Sunday, June 21, 2015

Everyone isn't ready

My experience begs the question of readiness. I was speaking with my sister, and a friend of hers, and I was taken by how much we put out into the man/woman relationship dynamic, and how much is mis-interpreted or just ends up being screwy. For me though,I am minding my own business, and now focusing on enjoying building my best self. The right person will come into my life in good time. I have been so lucky. I have known love so well. I know real from fake. If someone likes you, they call....they ACT on liking you. They make the effort. In fact, what effort? They want to give of themself. it is that simple. There is no need for excuses, half truths and challenges. That does not exist when real feelings are in play. Real love does not feel that lying, false representation, fear of the others opinion and doubt have to be in the mix, so you cannot be yourself. Corinthians is correct about love. I have no reason to second guess myself when I do not feel something that I am supposed to feel.
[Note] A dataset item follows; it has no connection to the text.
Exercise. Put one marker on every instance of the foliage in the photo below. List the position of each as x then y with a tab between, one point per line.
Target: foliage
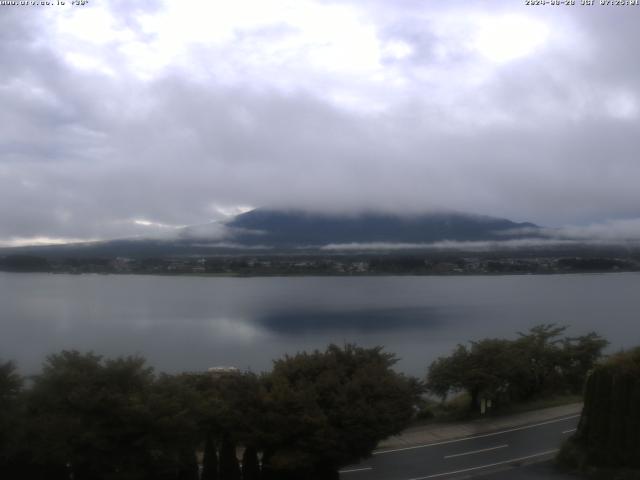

I cannot feel something that just is not there. I really like that I am finally hearing myself again. There was a time when I was so bereft, so forlorn that I felt that it was impossible to even peel back one thin layer of who I had become to please and pas sift others. I remember that I had been reading some magazine and a question came up and I could not answer how I really felt or wanted. It was as though I had a big physical block...and I certainly did at the time. I could recite the things that I arbitrarily wrote as lists. But real questions like what do I need to be happy right now? Now that sort of thing seemed hard to answer. It took time to get that out of me. I compromised so much.Now I know that I have grown tremendously.